Luke uses a Greek word, prosdechomai, that speaks of anticipation.  The word identifies them as waiting with expectation for the coming of the Messiah or Savior.  It literally means they were “alert to His appearance, and ready to welcome Him.”  We see this word in Luke 2:25 in reference to Simeon where we read that “He was waiting...” and in Luke 2:38 to describe Anna speaking to all who were “...looking forward to...” or “waiting.”  They had been waiting for years for the coming of the Messiah, and they were there to receive Him when He came.  

That one Christmas when I was a kid, I only had to wait a few months for that bike and that G. I. Joe. But when the moment came, I was ready to receive those gifts. Simeon and Anna were waiting for decades, but they were still there ready to receive the gift of Jesus.

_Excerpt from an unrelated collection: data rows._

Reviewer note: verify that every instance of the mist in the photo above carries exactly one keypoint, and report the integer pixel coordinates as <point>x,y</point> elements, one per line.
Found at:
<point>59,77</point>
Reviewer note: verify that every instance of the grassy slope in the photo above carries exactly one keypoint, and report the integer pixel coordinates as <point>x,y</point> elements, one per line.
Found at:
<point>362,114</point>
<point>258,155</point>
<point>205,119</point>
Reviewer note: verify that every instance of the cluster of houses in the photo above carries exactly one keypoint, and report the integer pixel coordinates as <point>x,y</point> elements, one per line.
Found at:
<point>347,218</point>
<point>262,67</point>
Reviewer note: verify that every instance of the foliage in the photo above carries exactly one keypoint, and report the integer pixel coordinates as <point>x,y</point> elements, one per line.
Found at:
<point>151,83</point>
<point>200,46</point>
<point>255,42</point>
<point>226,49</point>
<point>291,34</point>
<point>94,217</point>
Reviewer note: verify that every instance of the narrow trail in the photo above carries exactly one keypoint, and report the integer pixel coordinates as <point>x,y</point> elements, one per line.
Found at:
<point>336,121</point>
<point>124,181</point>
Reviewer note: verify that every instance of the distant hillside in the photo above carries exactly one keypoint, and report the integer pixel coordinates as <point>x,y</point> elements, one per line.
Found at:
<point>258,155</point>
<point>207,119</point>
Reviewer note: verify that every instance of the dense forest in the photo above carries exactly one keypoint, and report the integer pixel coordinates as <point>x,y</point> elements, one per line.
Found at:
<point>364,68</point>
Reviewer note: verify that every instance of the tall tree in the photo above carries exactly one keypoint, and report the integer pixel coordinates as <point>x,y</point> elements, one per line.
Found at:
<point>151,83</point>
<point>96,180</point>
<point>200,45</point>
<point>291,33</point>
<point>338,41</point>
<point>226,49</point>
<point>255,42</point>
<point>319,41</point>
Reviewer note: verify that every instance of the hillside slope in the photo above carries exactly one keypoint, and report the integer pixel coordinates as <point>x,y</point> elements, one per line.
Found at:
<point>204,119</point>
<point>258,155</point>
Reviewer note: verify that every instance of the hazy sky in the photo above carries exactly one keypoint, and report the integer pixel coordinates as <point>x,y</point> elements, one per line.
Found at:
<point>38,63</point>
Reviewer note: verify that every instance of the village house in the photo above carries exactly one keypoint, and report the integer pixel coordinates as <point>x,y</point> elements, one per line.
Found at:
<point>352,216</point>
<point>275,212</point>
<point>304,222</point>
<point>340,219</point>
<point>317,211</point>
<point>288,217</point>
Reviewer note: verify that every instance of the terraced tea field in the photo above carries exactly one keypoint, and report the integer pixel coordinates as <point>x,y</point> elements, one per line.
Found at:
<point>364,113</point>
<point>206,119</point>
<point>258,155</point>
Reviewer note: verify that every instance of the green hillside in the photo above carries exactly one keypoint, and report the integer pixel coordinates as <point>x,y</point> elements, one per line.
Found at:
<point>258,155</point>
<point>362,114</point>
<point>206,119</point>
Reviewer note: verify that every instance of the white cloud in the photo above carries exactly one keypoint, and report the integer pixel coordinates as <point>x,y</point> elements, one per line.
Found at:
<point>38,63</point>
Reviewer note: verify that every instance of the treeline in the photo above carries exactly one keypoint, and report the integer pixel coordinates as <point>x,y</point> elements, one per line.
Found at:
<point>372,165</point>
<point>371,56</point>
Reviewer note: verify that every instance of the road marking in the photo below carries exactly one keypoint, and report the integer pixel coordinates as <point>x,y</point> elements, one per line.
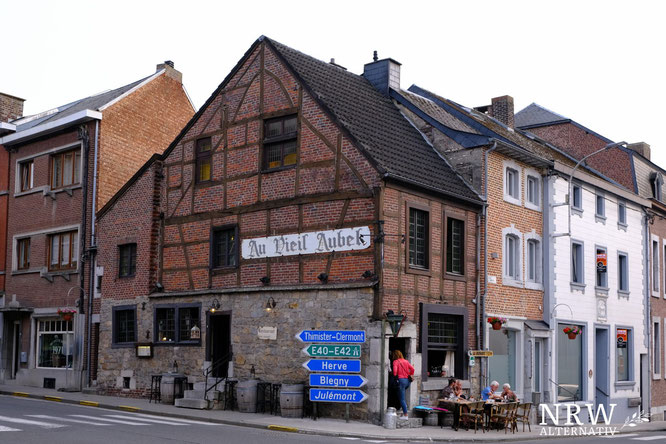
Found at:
<point>57,418</point>
<point>158,421</point>
<point>187,421</point>
<point>46,425</point>
<point>118,421</point>
<point>8,429</point>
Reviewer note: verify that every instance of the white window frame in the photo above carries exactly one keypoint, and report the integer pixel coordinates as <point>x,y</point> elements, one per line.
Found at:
<point>514,281</point>
<point>517,188</point>
<point>537,283</point>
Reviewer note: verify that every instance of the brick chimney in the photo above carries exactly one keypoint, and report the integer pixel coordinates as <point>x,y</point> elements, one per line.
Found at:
<point>641,148</point>
<point>171,71</point>
<point>383,74</point>
<point>11,107</point>
<point>501,109</point>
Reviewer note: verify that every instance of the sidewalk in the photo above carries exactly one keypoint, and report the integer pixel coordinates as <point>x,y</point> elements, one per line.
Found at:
<point>322,426</point>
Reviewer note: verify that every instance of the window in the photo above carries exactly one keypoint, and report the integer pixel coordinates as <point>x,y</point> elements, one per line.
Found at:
<point>124,324</point>
<point>55,344</point>
<point>455,246</point>
<point>418,238</point>
<point>601,268</point>
<point>532,190</point>
<point>63,250</point>
<point>577,197</point>
<point>655,266</point>
<point>224,248</point>
<point>577,258</point>
<point>600,208</point>
<point>127,260</point>
<point>533,260</point>
<point>443,341</point>
<point>204,163</point>
<point>280,138</point>
<point>65,169</point>
<point>512,183</point>
<point>569,366</point>
<point>623,351</point>
<point>23,254</point>
<point>512,257</point>
<point>26,175</point>
<point>623,272</point>
<point>622,213</point>
<point>174,324</point>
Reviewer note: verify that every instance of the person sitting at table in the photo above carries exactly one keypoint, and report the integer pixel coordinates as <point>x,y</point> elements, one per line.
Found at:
<point>508,394</point>
<point>489,392</point>
<point>449,390</point>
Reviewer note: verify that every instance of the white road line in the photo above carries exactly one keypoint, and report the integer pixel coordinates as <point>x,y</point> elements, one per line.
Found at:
<point>46,425</point>
<point>57,418</point>
<point>158,421</point>
<point>8,429</point>
<point>187,421</point>
<point>117,421</point>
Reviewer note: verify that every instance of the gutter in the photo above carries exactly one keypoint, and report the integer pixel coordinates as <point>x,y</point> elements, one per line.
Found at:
<point>50,127</point>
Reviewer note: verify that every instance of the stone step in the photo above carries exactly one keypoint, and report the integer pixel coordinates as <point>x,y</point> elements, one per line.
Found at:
<point>200,404</point>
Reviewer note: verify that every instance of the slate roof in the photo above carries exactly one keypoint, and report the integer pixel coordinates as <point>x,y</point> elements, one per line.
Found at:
<point>376,124</point>
<point>93,103</point>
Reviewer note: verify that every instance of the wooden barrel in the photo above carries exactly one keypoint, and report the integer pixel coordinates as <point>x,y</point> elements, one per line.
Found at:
<point>246,394</point>
<point>291,400</point>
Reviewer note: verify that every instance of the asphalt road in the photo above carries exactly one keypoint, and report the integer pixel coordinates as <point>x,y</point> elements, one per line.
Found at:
<point>24,420</point>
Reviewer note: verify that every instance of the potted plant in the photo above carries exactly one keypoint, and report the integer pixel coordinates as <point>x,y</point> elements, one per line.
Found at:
<point>496,322</point>
<point>572,332</point>
<point>67,314</point>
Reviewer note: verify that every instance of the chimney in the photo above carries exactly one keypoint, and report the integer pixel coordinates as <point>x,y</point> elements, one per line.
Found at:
<point>501,109</point>
<point>171,71</point>
<point>11,107</point>
<point>383,74</point>
<point>641,148</point>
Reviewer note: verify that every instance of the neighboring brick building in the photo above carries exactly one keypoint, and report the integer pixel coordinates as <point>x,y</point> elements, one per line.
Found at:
<point>64,164</point>
<point>298,149</point>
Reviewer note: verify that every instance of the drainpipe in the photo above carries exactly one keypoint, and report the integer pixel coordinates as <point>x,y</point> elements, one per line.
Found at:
<point>485,248</point>
<point>93,252</point>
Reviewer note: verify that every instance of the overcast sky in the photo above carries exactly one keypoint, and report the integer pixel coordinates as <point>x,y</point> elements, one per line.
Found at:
<point>600,63</point>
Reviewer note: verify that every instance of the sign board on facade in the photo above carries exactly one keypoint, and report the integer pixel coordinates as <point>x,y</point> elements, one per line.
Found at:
<point>348,381</point>
<point>345,239</point>
<point>333,395</point>
<point>333,365</point>
<point>269,333</point>
<point>332,351</point>
<point>337,336</point>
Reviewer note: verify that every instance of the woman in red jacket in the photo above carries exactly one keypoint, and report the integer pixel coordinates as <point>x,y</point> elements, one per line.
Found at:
<point>402,370</point>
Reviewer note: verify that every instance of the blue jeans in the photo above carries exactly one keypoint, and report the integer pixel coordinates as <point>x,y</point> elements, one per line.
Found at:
<point>403,384</point>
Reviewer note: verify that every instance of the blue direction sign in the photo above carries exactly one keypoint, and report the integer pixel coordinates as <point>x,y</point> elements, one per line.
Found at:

And now, we, too, are waiting. We may be waiting for that new job or that upcoming wedding or for good news from the doctor or for our marriage to get better. All of these would be wonderful gifts to receive, wouldn’t they? But as wonderful as they may be, they pale in comparison to the gift of Jesus.

This Christmas season, may we be found waiting for Him. May we be "alert to His appearance, and ready to welcome Him." May we receive Him into our hearts, lives, and families, and through His presence within us, may we share His love with all around us. Merry Christmas.